At least in Faltings's setting, $m$ is the maximal ideal of a non-Noetherian valuation domain $V$. If we let $S$ be the non-zero elements of $m$, then the localization of $V$ at $S$ will
be the field of fractions $K$ of $V$. The category of $K$-modules (i.e. $K$-vector spaces)
*is* obtained as a Serre quotient of $V$-modules, but one quotients out modules which are
killed by *some* non-zero element of $V$, while the category of amost modules is obtained
by quotienting out by a much smaller category, namely the modules which are killed by *every* element of $m$.

In other words, I think you have misinterpreted the meaning of $m$-torsion, at least in so far it is used in the context of Faltings's "almost commutative algebra".

Added in response to the comment below: Let me not use the word $m$-torsion anymore, since it can be interpreted in different ways, and seems to be causing confusion.

Let $\mathcal M$ be the category of $V$-modules. Here are two Serre subcategories of $\mathcal M$:

$\mathcal C$, the category of almost zero modules, i.e. modules for which $m M = 0$.
This is a Serre subcategory because $m^2 = m$ in the context of Faltings's theory.

$\mathcal C'$, the category of torsion modules, i.e. modules such that $x M = 0$
for *some* non-zero $x \in m$. This is a Serre category just because $V$ is a domain.

Clearly $\mathcal C$ is contained in $\mathcal C'$, but they are far from equal!
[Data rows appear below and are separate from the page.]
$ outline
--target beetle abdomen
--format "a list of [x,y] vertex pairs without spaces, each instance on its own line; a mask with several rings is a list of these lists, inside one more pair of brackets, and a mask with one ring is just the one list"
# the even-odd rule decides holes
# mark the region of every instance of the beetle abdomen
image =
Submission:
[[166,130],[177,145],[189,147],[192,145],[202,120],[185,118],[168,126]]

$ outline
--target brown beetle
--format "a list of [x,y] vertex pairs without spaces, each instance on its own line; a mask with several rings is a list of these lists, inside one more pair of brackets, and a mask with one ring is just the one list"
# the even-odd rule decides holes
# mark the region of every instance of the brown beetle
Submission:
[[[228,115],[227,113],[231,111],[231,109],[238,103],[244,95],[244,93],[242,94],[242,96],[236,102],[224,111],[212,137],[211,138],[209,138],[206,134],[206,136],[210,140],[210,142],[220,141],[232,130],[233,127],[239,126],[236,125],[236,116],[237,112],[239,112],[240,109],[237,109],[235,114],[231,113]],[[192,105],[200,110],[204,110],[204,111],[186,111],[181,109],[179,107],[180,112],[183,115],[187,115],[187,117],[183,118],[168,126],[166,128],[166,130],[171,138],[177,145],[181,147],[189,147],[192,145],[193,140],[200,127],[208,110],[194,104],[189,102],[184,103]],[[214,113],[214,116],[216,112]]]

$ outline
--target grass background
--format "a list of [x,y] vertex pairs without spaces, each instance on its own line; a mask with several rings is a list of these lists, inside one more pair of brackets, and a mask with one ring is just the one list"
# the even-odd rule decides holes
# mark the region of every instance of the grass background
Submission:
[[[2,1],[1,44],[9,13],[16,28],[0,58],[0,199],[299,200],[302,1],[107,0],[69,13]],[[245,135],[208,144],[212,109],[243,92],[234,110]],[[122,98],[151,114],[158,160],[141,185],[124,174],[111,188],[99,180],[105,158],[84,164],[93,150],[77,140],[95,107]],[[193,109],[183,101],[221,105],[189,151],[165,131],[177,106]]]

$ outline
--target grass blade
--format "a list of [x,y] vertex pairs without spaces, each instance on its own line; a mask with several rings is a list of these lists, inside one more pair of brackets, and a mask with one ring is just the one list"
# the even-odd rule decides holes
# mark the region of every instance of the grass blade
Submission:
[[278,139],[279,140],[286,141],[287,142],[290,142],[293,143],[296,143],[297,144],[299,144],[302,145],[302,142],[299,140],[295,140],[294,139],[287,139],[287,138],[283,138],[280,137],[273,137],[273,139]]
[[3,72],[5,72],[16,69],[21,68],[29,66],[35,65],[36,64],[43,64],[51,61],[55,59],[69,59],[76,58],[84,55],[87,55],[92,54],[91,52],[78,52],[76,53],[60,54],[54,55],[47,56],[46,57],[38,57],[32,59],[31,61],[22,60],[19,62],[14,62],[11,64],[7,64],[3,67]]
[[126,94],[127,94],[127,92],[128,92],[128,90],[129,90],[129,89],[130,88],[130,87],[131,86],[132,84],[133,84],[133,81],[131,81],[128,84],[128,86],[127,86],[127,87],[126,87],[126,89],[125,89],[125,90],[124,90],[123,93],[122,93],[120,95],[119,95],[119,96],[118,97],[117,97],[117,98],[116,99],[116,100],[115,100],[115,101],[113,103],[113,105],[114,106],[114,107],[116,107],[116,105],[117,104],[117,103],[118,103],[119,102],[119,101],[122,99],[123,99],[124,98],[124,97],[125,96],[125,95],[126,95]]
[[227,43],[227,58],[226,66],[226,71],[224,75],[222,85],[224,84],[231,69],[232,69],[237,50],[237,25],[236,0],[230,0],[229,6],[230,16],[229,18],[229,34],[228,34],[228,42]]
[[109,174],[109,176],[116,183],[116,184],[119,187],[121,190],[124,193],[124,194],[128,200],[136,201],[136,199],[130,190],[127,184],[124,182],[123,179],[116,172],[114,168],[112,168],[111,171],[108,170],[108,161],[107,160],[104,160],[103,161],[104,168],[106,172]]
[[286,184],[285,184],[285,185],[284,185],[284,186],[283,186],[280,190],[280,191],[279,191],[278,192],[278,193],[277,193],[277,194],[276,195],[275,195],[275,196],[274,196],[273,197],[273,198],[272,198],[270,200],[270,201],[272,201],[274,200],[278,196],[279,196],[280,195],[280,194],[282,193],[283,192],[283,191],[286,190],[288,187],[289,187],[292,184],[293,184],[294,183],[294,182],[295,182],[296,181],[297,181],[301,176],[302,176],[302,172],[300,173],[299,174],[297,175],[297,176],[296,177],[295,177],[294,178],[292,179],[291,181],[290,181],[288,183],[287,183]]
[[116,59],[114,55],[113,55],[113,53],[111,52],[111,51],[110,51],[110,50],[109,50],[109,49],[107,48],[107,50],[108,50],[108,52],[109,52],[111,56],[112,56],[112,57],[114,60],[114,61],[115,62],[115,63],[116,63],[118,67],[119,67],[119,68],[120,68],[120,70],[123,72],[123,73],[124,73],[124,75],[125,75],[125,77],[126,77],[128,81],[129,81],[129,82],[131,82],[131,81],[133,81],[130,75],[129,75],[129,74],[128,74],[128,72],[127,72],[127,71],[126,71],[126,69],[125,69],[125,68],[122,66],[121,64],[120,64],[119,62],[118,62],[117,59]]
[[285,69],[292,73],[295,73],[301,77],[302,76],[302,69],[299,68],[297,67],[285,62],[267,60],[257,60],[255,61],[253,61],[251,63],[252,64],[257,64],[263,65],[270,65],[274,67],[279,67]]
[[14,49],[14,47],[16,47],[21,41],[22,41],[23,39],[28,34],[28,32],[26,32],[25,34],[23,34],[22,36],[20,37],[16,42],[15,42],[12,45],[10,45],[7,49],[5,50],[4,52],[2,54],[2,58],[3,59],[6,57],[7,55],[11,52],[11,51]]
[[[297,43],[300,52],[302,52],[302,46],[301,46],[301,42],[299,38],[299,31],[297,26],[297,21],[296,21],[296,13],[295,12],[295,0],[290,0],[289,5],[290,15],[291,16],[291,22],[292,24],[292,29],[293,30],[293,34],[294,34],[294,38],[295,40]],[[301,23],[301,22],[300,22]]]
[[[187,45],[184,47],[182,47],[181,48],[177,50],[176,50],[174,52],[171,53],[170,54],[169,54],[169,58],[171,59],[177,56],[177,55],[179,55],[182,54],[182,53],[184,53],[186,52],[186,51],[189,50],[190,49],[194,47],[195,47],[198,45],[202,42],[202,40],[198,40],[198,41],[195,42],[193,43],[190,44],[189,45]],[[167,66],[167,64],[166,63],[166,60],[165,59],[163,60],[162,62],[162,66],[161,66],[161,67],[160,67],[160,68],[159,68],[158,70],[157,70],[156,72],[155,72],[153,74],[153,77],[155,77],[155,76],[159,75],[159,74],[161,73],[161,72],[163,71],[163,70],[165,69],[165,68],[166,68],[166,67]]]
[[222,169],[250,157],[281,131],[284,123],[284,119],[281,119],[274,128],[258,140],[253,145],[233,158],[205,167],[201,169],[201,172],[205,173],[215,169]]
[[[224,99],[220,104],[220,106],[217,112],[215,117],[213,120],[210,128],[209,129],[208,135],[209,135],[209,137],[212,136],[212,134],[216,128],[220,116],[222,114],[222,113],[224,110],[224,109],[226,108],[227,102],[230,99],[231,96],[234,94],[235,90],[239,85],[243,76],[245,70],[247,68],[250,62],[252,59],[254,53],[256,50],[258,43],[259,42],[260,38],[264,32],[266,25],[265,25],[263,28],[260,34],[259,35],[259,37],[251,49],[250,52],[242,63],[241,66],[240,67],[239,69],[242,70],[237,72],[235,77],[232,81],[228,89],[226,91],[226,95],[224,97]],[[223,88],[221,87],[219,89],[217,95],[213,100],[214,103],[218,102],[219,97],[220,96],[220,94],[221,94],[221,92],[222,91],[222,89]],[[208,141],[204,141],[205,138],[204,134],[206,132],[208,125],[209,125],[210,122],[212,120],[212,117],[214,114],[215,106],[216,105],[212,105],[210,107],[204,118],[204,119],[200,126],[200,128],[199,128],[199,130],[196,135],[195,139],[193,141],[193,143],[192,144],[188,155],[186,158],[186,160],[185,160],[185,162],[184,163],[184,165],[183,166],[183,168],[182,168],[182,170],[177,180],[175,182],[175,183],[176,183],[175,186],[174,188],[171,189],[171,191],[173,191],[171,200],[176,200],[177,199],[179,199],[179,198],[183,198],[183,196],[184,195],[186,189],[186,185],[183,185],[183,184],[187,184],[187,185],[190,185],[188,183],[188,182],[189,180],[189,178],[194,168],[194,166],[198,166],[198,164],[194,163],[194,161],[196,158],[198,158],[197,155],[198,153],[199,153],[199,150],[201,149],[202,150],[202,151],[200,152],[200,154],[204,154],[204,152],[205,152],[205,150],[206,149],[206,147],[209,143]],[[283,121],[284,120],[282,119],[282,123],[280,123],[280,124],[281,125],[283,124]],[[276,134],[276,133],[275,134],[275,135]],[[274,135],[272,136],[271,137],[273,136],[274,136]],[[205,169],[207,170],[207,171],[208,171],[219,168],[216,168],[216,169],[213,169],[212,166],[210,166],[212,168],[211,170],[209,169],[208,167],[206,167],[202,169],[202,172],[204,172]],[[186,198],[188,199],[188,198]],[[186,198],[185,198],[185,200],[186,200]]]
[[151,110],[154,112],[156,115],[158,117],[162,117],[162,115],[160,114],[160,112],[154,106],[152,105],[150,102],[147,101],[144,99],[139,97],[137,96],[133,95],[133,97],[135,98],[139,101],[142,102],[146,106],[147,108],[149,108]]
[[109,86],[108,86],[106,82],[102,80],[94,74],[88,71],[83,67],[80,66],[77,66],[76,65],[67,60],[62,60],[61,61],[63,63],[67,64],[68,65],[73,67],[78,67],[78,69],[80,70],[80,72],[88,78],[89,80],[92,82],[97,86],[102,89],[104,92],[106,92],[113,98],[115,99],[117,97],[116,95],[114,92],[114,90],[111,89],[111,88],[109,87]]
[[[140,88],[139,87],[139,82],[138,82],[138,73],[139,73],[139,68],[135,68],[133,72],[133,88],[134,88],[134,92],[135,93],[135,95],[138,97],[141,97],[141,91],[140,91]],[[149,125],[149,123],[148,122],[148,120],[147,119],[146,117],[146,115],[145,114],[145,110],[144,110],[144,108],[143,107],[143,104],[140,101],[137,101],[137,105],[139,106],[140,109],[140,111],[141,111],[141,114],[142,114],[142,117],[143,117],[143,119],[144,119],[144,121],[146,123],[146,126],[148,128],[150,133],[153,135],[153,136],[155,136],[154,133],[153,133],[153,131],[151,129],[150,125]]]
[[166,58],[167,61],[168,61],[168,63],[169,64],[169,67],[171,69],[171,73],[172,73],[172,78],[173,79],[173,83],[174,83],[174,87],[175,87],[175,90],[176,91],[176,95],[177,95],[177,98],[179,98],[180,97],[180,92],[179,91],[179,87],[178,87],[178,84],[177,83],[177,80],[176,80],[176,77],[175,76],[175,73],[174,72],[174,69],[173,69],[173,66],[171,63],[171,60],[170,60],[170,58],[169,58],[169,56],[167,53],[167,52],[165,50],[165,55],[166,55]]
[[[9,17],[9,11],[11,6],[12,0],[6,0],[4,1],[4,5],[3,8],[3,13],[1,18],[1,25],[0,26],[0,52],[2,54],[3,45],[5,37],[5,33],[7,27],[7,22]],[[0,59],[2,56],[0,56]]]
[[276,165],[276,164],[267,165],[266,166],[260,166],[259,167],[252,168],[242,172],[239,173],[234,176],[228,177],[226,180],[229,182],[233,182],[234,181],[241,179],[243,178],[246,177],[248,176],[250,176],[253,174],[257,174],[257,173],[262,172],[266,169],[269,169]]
The quotient $\mathcal M/\mathcal C$ is the category of almost modules. The quotient
$\mathcal M/\mathcal C'$ is equivalent to the category of $K$-vector spaces
(the equivalence being given by applying the functor $K\otimes\text{--}$, where $K$
is the fraction field of $V$).

In the statement of the question, you (mistakenly) define almost modules to be $\mathcal M/\mathcal C'$, and (correctly) conclude that this is equivalent to $K$-vector spaces. Once you replace this mistaken definition with the correct definition of almost modules (i.e. $\mathcal M/\mathcal C$), you will see that the resulting category is *not* equivalent to $K$-vector spaces.